Getting a DOAP home page using Amara:

print doap_doc.Person.homepage.resource

Or using plain 4Suite

print doap_doc.xpath(u'd:Person/d:homepage/@rdf:resource')

Where's the nightmare? In addition, DOAP allows me to be reasonably internationalized. Getting the French descripton of the project:

print doap_doc.xpath(u'string(d:Person/d:shortesc[@xml:lang="fr"])')

As for "OsXml is intended for individual source files", I guess I'll worry about that when I care about that, but personally I think that such files are too closely tied to their context within a project to need individual "publishing". I can understand publishing code recipes, but that's a different matter, and DOAP is fine for that.

2005-11-09 08:39:39
""DOAP parsing is a nightmare". This is a joke, right?
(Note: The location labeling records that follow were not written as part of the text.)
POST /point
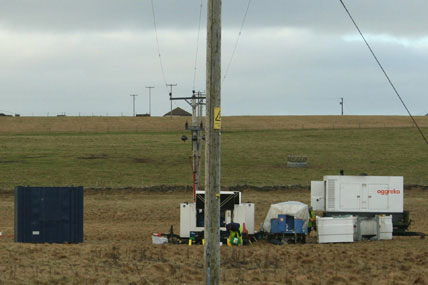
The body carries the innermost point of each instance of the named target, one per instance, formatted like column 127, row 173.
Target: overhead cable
column 237, row 40
column 197, row 46
column 384, row 72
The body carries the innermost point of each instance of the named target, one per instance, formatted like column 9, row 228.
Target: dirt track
column 118, row 249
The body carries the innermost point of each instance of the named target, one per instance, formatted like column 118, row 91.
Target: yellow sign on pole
column 217, row 118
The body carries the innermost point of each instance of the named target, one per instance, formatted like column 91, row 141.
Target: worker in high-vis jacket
column 235, row 234
column 312, row 220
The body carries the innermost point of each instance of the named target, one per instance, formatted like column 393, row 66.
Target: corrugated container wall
column 49, row 214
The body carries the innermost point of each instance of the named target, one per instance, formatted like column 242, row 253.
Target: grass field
column 118, row 250
column 119, row 153
column 144, row 152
Get better tools rather than creating worse XML formats."

What is so much better about using slow, complicated and memory intensive components?Obviously the components are not of poor quality, but the XML specification is schizophrenic and horrendously complex, a true parser is neccessarily much slower than an XML-- parser. Or have you never written an XML parser? How many lines of code are the Amara and 4suite components? I am not going to want to embed Amara and a Python binding library into a C++ application just to parse a little bit of trivial meta-information, which happens to be needlessly complciated. Finally what is "worse" about using a strict subset of XML which is much easier to parse?